How to train model with audio feature?

tlatlbtle opened this issue 5 years ago · comments

Thanks for this great repo!

As for audio2face, I found that in model files, it does not has audio embedding part:
https://github.com/oawiles/X2Face/blob/2d0a3a620c8ebf57c6df75c79fb82052eceb89ba/UnwrapMosaic/NoSkipNet_X2Face_pose.py
The default value for ''audio'' in line 197 is false, also there is not any codes for audio model. How to reimplement your method for audio2face?

Thanks.

Olivia · Answer 1 · Wed Aug 28 2019 11:39:53 GMT+0800 (China Standard Time)

The audio code is at https://github.com/oawiles/X2Face/blob/2d0a3a620c8ebf57c6df75c79fb82052eceb89ba/UnwrapMosaic/Audio2Face.ipynb.

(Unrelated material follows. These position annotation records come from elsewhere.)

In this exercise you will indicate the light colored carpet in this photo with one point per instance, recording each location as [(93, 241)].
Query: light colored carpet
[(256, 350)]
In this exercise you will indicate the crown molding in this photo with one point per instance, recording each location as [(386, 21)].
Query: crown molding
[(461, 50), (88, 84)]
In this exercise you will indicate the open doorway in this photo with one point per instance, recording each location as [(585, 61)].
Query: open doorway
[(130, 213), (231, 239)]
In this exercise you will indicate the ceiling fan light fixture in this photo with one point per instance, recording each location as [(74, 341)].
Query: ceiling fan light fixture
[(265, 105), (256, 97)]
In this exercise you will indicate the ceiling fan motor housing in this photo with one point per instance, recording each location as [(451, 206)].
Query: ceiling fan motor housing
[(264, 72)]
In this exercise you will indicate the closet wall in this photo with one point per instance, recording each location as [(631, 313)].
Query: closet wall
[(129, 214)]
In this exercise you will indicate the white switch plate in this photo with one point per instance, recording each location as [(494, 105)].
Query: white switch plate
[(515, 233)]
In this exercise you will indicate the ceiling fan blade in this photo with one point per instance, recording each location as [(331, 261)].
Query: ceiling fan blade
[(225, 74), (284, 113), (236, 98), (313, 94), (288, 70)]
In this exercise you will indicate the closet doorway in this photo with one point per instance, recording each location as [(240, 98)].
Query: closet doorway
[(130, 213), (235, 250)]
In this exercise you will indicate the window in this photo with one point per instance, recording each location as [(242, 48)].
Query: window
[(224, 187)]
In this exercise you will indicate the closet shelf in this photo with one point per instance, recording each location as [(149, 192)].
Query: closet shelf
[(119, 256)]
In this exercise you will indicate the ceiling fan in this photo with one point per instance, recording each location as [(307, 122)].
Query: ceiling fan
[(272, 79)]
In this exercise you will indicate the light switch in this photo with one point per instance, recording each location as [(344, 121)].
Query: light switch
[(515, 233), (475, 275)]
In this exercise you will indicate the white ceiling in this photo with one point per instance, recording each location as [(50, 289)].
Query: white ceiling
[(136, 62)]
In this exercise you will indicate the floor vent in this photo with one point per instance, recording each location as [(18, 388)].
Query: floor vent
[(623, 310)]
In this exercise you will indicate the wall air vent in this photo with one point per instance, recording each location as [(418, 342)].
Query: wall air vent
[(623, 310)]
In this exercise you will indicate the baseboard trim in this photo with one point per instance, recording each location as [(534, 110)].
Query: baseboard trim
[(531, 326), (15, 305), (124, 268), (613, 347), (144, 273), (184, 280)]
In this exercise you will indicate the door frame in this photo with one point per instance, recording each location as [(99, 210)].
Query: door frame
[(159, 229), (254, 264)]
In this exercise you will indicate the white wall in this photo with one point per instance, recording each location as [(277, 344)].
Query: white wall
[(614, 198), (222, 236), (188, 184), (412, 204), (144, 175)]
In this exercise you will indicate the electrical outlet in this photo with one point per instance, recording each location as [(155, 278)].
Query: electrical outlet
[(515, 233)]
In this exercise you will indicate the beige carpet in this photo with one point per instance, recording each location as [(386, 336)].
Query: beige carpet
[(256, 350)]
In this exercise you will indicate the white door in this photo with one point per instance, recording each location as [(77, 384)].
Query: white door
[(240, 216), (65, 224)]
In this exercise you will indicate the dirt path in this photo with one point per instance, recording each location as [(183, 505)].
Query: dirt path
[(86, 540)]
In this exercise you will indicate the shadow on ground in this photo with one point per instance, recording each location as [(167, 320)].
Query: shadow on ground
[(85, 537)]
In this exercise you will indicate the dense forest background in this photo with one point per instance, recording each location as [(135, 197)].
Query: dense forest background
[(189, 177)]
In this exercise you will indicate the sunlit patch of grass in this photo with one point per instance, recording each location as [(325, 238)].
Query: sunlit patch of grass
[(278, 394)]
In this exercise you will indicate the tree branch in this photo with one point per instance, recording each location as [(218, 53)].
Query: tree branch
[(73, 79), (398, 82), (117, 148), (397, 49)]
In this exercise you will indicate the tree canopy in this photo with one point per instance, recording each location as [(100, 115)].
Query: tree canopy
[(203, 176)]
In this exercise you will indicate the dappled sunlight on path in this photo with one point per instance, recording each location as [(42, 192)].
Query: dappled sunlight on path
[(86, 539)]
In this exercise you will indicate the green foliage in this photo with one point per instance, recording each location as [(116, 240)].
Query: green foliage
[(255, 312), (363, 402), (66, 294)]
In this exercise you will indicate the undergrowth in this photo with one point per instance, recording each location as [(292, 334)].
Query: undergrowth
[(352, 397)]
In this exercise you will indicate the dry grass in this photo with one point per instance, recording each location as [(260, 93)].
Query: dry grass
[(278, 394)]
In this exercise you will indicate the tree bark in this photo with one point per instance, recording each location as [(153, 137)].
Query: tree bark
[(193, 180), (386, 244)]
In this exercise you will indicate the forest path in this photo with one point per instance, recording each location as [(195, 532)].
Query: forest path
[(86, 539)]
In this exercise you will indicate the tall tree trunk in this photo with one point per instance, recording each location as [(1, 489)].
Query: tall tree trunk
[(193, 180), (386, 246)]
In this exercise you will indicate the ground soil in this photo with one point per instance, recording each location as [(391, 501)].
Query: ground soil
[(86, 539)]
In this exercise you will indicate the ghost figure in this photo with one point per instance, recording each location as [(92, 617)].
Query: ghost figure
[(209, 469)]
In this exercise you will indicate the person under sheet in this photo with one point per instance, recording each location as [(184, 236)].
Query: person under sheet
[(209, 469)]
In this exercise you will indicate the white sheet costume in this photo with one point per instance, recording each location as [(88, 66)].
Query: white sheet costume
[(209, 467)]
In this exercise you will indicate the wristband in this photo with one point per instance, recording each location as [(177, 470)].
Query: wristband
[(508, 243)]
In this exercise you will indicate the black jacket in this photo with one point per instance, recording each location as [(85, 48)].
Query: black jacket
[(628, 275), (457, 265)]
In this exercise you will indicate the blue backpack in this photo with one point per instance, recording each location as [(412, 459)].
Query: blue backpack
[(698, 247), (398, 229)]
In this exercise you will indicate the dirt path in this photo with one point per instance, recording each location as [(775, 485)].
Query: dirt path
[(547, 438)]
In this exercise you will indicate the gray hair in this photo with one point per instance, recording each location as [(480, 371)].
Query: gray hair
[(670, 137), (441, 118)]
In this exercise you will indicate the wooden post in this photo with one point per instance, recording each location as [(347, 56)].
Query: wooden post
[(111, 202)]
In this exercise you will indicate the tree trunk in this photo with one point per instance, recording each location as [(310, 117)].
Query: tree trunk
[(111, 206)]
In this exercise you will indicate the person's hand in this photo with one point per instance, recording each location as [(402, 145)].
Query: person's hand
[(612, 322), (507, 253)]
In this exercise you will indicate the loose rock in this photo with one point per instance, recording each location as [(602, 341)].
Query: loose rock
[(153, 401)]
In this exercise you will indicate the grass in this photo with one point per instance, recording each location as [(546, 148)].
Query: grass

We don't have the code for training as it was rather a pain to implement. We had to use matlab to take Joon et al's audio features which were then saved out to numpy and used to train the new model.

whyma · Answer 2 · Mon Sep 16 2019 16:05:16 GMT+0800 (China Standard Time)

Hi, I use code here to extract audio feature: http://www.robots.ox.ac.uk/~vgg/research/unsup_learn_watch_faces/extract_audio_code.zip.
Download dataset here: http://www.robots.ox.ac.uk/~vgg/data/voxceleb/vox1a/vox1_test_wav.zip
And frames extracted at 1fps: http://www.robots.ox.ac.uk/~vgg/research/CMBiometrics/data/zippedFaces.tar.gz

I do not find "audio.wav" described on line 71 in "extract_audio_voxceleb.m" in test-set.
It seems every wav file in test set has been split into several clips: 00001.wav, 00002.wav, etc.

Do I need to merge these clips to get "audio.wav"?

whyma · Answer 3 · Wed Oct 16 2019 18:49:53 GMT+0800 (China Standard Time)

Hi, would you mind to tell us how to gain "audio.wav" mentioned in "extract_audio_voxceleb.m" (
http://www.robots.ox.ac.uk/~vgg/research/unsup_learn_watch_faces/extract_audio_code.zip)
line 71:
audio_file = ['/datasets/voxceleb1/wav/' track_name '/' track_id '/audio.wav'];

Olivia · Answer 4 · Thu Oct 17 2019 00:45:04 GMT+0800 (China Standard Time)

Hi! We didn't do the preprocessing, but yes I believe the preprocessing gave us an audio file corresponding to the entire video. This was because the frames we used were preprocessed according to the entire video as well I believe. I don't think merging the clips will work as this won't give the original video. What is probably easiest is to simply modify the script but ensure that the frames and the audio correspond (lines 82-84) using whatever preprocessed version of the data you have.

whyma · Answer 5 · Wed Oct 30 2019 21:58:31 GMT+0800 (China Standard Time)

I just download original complete video in mp4 format from youtube and translate it into wav audio. It works for me. Thanks.